HUGHESTOWN —Kadynce Castellani, 10, arrived at the Martin L. Mattei Middle School on Wednesday eager to start her new adventure.
She received her homeroom assignment and locker combination and took the time to practice opening it — even if she did need help from her older sister, Tiara Crawford.
Nonetheless, the Pittston resident feels ready for the journey that awaits her come Monday.
“I think I’m going to be nervous,” she said. “But, I’ll feel a little bit of happiness.”
Castellani was one of hundreds of fifth grade students who, along with their parents and/or guardians, attended an orientation at the Pittston Area school Aug. 24.
Principal Patrick Bilbow spoke briefly about the upcoming school year in terms of the dress code, when students can be dropped off and picked up, attendance policies and schedule changes.
According to Bilbow a schedule change that was put into place this year is having students take more related arts classes such as gym, music, art, computer time, library time, introduction to Spanish, a health class, and a family and consumer science class.
“We had a middle school schedule, that was very unique, that gave kids 84-minute related arts periods and it was a 10-day in a row related arts cycle, meaning that you went to gym 10 days in a row and then on the 11th day you started another program,” said Bilbow. “That scheduled hampered us in being able to offer kids more opportunities academically.”
Now, students will have a different related arts class each day on a six-day cycle, meaning students who have gym on day one of the cycle will take other related arts classes the next five days, before taking gym again when the cycle repeats.
One of the biggest talking points Bilbow went over with the students and their parents/guardians was the safety the school provides.
He talked about the Raptor system in which visitors picking up their child must provide a Pennsylvania state driver’s licence to the security guard in the main lobby, and the system runs a background check on the individual.
Bilbow also showed everyone the high definition cameras, that were installed last school inside and outside the building, which covers every inch of the middle school.
Avoca resident Michael Adonizio, 39, has twin boys Andrew and Jacob, 10, entering fifth grade and said he feels comfortable knowing they will be in a safe environment.
“It’s important, very much so,” he said. “As far as the high definition cameras, those are nice, and I like the procedures on getting into the school. I think they’re good active measures.”
Bilbow, who is a father of three children, said he understands what it’s like for parents to be nervous about leaving their children in a new environment, which was why he focused on the school’s security measures.
“I have three boys at my house and are all school-aged,” he said. “I know how I feel if I feel good dropping them off somewhere or nervous dropping them off somewhere.
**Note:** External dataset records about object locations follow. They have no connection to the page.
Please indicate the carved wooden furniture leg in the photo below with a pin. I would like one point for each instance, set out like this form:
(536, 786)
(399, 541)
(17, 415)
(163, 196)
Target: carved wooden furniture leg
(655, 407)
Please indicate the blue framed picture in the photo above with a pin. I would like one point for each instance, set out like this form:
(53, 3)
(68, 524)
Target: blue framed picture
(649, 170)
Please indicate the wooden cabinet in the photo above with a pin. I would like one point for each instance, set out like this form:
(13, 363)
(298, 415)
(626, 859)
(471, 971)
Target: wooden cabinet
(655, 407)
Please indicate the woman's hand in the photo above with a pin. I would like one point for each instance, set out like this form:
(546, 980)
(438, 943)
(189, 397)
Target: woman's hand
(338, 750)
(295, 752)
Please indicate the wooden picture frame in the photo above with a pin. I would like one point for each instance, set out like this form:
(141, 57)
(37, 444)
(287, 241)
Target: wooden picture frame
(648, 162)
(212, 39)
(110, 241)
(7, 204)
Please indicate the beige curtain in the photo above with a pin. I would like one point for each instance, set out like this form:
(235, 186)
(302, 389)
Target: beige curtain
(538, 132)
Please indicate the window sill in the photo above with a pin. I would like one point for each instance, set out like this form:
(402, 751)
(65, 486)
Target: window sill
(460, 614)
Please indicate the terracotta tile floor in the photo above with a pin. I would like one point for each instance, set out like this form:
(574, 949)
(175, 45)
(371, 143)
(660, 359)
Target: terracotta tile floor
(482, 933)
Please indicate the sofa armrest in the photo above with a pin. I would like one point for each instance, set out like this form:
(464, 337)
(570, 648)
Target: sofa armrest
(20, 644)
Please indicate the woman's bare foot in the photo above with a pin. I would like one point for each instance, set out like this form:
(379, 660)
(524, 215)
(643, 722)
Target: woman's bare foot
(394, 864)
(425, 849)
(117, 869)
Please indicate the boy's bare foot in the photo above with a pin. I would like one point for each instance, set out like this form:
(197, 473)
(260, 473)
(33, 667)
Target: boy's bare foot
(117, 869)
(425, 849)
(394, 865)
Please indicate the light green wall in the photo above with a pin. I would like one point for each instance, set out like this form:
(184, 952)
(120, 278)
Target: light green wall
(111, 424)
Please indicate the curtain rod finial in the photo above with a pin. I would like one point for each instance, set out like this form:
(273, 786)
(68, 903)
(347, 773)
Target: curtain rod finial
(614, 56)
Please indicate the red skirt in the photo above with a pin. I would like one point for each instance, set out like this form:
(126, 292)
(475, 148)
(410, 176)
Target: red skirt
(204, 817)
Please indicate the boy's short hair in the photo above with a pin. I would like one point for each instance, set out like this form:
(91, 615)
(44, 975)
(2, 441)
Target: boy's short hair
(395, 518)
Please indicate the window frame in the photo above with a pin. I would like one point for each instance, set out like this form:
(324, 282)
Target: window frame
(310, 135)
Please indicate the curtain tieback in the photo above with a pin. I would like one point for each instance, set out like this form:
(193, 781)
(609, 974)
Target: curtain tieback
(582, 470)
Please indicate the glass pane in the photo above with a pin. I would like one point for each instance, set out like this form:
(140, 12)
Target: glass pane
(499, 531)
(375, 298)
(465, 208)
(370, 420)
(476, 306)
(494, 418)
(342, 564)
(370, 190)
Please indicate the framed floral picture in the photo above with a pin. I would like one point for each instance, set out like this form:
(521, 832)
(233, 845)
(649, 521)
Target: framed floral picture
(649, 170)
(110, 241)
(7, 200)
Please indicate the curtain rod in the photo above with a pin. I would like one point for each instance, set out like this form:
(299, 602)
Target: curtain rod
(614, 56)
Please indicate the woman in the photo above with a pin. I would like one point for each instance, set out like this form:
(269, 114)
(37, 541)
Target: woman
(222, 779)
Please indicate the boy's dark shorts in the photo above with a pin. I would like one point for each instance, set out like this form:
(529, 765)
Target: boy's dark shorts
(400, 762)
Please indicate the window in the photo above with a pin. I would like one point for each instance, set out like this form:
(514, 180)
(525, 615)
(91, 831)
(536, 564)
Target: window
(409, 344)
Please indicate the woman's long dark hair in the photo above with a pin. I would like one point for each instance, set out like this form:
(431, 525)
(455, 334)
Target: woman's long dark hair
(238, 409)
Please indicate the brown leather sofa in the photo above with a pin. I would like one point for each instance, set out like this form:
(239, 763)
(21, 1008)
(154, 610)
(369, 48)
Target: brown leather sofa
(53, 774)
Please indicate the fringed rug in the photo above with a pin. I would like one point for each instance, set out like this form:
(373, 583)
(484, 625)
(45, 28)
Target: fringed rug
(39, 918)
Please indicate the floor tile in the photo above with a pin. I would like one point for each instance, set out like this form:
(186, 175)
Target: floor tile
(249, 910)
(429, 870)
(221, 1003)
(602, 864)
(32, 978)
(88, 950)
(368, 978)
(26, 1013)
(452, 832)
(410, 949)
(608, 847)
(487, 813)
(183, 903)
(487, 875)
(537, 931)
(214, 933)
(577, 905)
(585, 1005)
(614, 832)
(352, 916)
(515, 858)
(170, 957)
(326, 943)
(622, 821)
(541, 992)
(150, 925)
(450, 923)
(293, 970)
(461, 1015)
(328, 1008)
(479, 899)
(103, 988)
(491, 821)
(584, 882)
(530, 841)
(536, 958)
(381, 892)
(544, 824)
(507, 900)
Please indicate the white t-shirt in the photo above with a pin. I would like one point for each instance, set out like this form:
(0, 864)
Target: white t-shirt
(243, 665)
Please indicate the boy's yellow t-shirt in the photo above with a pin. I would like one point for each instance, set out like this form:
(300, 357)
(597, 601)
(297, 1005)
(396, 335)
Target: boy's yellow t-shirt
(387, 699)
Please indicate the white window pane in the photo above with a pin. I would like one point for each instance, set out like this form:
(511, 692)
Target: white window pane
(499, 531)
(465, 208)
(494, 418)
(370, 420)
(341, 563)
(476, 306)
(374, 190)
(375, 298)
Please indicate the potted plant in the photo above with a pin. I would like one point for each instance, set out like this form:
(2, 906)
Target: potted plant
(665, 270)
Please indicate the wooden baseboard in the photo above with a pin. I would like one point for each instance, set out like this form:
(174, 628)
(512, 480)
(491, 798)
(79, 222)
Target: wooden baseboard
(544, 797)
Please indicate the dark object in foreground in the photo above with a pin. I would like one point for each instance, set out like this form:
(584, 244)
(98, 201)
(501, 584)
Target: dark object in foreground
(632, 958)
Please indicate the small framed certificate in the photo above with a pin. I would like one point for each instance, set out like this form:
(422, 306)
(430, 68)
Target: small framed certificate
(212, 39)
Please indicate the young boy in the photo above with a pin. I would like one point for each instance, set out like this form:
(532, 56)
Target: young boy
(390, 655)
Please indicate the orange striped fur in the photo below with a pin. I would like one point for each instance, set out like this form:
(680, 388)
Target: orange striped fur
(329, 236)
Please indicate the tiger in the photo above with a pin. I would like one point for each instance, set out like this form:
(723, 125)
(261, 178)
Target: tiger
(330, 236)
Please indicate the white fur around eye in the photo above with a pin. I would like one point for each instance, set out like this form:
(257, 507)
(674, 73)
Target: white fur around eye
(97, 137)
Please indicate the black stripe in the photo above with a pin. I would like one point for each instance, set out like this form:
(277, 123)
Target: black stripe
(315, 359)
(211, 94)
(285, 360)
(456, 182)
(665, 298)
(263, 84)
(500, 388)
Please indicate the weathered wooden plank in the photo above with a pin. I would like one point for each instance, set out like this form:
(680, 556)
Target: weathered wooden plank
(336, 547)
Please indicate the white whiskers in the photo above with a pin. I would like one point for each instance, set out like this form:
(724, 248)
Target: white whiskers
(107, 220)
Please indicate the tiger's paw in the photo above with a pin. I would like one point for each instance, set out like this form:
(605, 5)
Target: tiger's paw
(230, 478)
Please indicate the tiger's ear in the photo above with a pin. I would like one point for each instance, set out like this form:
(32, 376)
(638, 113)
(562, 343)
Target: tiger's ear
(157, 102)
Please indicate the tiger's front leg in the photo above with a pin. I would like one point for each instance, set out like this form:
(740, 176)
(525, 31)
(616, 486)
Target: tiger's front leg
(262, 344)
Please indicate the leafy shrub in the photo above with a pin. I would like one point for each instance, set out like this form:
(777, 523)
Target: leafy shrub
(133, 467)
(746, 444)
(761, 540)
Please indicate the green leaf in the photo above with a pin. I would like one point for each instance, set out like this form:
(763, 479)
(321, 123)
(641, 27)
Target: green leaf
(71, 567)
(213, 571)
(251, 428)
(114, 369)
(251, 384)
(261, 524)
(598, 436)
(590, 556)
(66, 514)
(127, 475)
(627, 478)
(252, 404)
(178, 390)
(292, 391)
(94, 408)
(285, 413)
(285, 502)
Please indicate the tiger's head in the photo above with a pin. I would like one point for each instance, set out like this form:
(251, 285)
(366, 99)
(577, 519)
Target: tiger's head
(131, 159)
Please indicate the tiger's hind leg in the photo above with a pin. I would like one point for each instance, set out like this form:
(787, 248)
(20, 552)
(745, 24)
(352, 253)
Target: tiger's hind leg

My biggest thing is I want the kids to have a great experience, and I want the parents to know that when they’re at work and their children are at school, it’s under control.”
Bilbow said he could see the excitement and nervousness in the students’ faces during orientation, but once school starts on Monday he believes they will “hit the ground running.”
As far as his own excitement levels, Bilbow is already counting down the hours.
“For me, the first day of school is like Super Bowl Sunday and game seven of the World Series all rolled into one,” he said. “When I’m getting into bed Sunday night, I’ll feel like I have the biggest game of my life Monday morning; that’s the excitement level I have.”